JAKARTA – Pendiri Kerajaan Singasari, Ken Arok dikenal sebagai seorang perampok yang ditakuti dan licik. Dia merebut kekuasaan setelah membunuh akuwu Tumapel Tunggul Ametung dengan keris yang ditempa oleh Mpu Gandring.
Namun, karena kelicikannya, Ken Arok tidak dihukum atas pembunuhan Tunggul Ametung karena dia menjadikan sabahatnya sendiri, Kebo Ijo, sebagai kambing hitam.
Dikisahkan setelah menerima keris pesanannya, Ken Arok membunuh Mpu Gandring dengan keris sakti tersebut. Ken Arok lantas membawa keris itu ke Tumapel dan memperlihatkannya kepada Kebo Ijo.
Kebo Ijo sangat tertarik dengan keris Ken Arok tersebut, yang menurut buku "Pemugaran Persada Sejarah Leluhur Majapahit" karya Prof. Slamet Muljana, memiliki gagang dari kayu cangkring yang menawan. Karena itulah Kebo Ijo sangat girang ketika Ken Arok membolehkannya untuk meminjam keris tersebut.
Saking gembiranya, Kebo Ijo memamerkannya kepada orang-orang dan penduduk Tumapel, sehingga mereka mengira keris itu adalah milik Kebo. Ternyata ini merupakan bagian dari rencana licik Ken Arok.
Setelah banyak yang percaya keris itu milik Kebo Ijo, Ken Arok kemudian mengambilnya secara diam-diam dan menikam Tunggul Ametung yang sedang tidur nyenyak dengan keris tersebut. Penguasa Tumapel itu pun tewas seketika.

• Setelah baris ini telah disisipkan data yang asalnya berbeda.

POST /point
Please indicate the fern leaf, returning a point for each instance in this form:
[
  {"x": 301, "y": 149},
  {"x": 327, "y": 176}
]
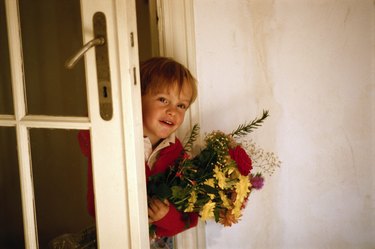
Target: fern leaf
[{"x": 246, "y": 128}]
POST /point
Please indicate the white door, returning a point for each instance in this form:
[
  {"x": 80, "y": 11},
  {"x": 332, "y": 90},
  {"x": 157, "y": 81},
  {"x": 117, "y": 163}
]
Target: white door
[{"x": 43, "y": 105}]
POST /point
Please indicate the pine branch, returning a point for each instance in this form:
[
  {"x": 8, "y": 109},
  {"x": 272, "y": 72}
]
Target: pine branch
[
  {"x": 188, "y": 145},
  {"x": 246, "y": 128}
]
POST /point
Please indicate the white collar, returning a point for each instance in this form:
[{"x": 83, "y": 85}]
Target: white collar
[{"x": 150, "y": 154}]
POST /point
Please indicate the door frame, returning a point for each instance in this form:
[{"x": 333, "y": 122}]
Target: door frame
[
  {"x": 177, "y": 39},
  {"x": 121, "y": 203}
]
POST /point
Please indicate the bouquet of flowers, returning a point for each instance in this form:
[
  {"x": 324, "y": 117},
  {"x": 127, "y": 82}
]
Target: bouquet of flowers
[{"x": 217, "y": 182}]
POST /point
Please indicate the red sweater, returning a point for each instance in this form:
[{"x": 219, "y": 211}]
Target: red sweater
[{"x": 173, "y": 222}]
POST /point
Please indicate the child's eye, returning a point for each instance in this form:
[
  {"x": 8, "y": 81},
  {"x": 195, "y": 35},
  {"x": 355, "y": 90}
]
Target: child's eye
[
  {"x": 182, "y": 106},
  {"x": 163, "y": 100}
]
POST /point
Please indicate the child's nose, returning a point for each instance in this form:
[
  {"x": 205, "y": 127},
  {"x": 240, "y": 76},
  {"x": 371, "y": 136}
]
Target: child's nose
[{"x": 171, "y": 110}]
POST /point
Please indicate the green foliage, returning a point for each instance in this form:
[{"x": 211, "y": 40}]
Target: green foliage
[{"x": 246, "y": 128}]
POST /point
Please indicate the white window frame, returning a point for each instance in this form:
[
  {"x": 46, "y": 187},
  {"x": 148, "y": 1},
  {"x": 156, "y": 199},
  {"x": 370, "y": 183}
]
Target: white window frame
[
  {"x": 177, "y": 40},
  {"x": 121, "y": 204}
]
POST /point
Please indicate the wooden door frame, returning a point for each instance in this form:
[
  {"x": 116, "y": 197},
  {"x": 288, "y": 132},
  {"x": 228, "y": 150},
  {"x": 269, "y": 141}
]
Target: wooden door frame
[{"x": 177, "y": 40}]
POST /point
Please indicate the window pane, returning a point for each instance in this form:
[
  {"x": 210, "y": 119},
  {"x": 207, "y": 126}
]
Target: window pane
[
  {"x": 60, "y": 180},
  {"x": 11, "y": 224},
  {"x": 6, "y": 98},
  {"x": 51, "y": 33}
]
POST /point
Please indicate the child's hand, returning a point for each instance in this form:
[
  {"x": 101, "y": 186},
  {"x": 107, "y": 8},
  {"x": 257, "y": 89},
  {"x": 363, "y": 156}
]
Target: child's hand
[{"x": 157, "y": 209}]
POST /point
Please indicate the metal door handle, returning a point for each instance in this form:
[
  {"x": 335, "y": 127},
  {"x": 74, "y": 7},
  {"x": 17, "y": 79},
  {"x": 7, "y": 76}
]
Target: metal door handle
[{"x": 75, "y": 58}]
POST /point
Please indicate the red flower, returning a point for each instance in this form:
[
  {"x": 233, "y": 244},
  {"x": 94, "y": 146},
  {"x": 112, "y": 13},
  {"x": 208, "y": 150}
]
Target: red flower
[{"x": 242, "y": 159}]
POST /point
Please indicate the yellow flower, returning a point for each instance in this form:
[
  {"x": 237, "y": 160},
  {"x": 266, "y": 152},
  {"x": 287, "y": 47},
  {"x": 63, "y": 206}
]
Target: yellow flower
[
  {"x": 220, "y": 177},
  {"x": 207, "y": 211},
  {"x": 192, "y": 200},
  {"x": 225, "y": 199},
  {"x": 242, "y": 188},
  {"x": 210, "y": 182}
]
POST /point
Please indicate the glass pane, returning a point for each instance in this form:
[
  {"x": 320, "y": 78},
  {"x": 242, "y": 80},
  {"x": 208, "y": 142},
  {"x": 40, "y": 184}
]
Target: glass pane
[
  {"x": 60, "y": 185},
  {"x": 6, "y": 98},
  {"x": 51, "y": 33},
  {"x": 11, "y": 224}
]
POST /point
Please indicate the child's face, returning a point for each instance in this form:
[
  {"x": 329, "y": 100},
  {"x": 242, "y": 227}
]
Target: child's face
[{"x": 164, "y": 112}]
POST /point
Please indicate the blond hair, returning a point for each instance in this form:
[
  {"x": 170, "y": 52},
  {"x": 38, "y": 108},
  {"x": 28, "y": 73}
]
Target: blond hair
[{"x": 159, "y": 73}]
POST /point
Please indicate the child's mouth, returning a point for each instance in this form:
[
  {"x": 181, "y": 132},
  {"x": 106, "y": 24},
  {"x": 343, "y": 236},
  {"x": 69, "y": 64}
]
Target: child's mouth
[{"x": 167, "y": 122}]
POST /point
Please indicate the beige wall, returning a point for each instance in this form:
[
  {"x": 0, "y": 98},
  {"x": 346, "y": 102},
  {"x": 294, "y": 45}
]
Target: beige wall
[{"x": 311, "y": 63}]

Keesokan harinya orang-orang menemukan Tunggul Ametung tewas dengan keris, yang mereka kira milik Kebo Ijo tertancap di dadanya. Tak butuh waktu lama, Kebo Ijo pun dikeroyok dan ditusuk karena dituduh membunuh Tunggul Ametung.
Setelah Tunggul Ametung tewas, Ken Arok mengangkat dirinya sebagai akuwu dan mengawini janda Tunggul Ametung, Ken Dedes. Ken Arok kemudian melepaskan Tumapel dari kekuasaan Kerajaan Kediri dan mendirikan Kerajaan Singasari.